Alam spread 'false' news to stir up 'trouble'
Prime Minister Sheikh Hasina says she is convinced that jailed photographer Shahidul Alam instigated trouble by spreading what she describes as "false news" about protests against her rule in August.
In an interview with Reuters in New York late last month, she described Alam, who is known as one of South Asia's preeminent photographers, as "mentally sick" and blamed his behavior on his family background.
She offered no evidence for her accusations, which Alam's family and lawyer reject.
Hasina said that Alam had spread false news as authorities were trying to calm the students.
"He tried to use this situation, to instigate it," she said. "We tried to save the children but he tried to use these children. All the false news he started... how can you accept it?"
She also sharply criticized Alam's deceased great uncle, Abdus Sabur Khan, a former government minister who opposed Bangladesh's independence and allied with Pakistan.
"He opposed our liberation war, he joined Pakistan, he didn't accept Bangladesh. In 1971 he was with the Pakistani occupation army," Hasina said. "Sometimes blood speaks, you understand that."
The war for independence is still a sensitive topic in the country.
Alam was arrested in August, hours after criticising the government's response to widespread student protests.
His detention has been widely seen as a test for freedom of speech in the country and has sparked worldwide demands for his release.
Told of Hasina's comments, Alam's family said the government had already decided on his guilt before a trial can be held. "It shows they have already made their judgment," said Alam's niece, Dilruba Karim. She added that Hasina's comments "are hugely cruel and don't befit the leader of a so-called democracy".
Anisul Huq, a cabinet minister who handles legal affairs in Hasina's government, said the country's judicial system has "full independence and freedom".
Alam, a long-term critic of Hasina's Awami League, is being investigated under a controversial section of the Information and Communication Technology Act, which Human Rights Watch says has been used in a number of arbitrary detentions of government critics and is one of several laws that have been used to stifle free speech.
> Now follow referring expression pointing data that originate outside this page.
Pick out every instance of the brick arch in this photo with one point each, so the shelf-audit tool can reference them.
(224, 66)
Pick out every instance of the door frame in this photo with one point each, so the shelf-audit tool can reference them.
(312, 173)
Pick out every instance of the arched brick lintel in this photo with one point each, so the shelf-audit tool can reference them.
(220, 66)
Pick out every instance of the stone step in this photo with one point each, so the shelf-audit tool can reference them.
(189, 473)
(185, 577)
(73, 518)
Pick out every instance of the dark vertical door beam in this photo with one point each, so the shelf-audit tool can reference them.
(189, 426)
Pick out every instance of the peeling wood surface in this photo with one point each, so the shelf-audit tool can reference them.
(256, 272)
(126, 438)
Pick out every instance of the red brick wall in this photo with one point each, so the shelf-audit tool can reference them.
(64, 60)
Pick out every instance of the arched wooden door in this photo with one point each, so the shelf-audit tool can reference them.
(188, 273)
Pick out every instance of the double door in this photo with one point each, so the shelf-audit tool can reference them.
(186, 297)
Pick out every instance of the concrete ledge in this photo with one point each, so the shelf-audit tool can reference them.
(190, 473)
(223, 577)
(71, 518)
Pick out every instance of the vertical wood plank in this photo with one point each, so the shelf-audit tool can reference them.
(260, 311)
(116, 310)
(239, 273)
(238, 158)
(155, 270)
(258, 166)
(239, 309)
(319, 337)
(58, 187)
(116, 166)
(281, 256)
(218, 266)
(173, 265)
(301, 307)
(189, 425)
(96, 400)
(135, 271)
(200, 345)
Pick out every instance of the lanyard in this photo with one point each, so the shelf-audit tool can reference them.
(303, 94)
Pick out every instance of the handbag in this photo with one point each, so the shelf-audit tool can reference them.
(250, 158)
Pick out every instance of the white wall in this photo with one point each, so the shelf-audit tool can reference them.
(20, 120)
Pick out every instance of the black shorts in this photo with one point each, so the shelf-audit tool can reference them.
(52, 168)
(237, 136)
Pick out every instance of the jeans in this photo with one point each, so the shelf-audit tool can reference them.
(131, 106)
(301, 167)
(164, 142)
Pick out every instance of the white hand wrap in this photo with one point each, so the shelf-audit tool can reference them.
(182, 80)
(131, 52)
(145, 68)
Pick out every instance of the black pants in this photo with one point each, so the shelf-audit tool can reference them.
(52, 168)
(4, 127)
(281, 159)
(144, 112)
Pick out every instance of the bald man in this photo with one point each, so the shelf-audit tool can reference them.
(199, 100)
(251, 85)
The New York-based Committee to Protect Journalists has called the case "rife with due process violations", an accusation that Huq denied.
The government firmly denies it has interfered with freedom of speech. "No government has safeguarded and upheld principles of freedom of expression, freedom of speech and freedom of press as much as this government of Hasina has done," Huq said.
A new law, called the Digital Security Act, signed into law by the nation's president on Monday despite protests from local journalists and the United States, stipulates a maximum jail sentence of 14 years for several offences, including secretly recording inside government buildings and spreading "propaganda" against Bangladesh's 1971 war for independence.
About the newly-passed Digital Security Act, Hasina told Reuters that reporters had nothing to fear.
“If they have confidence that they will not do anything wrong then why should they worry," she said.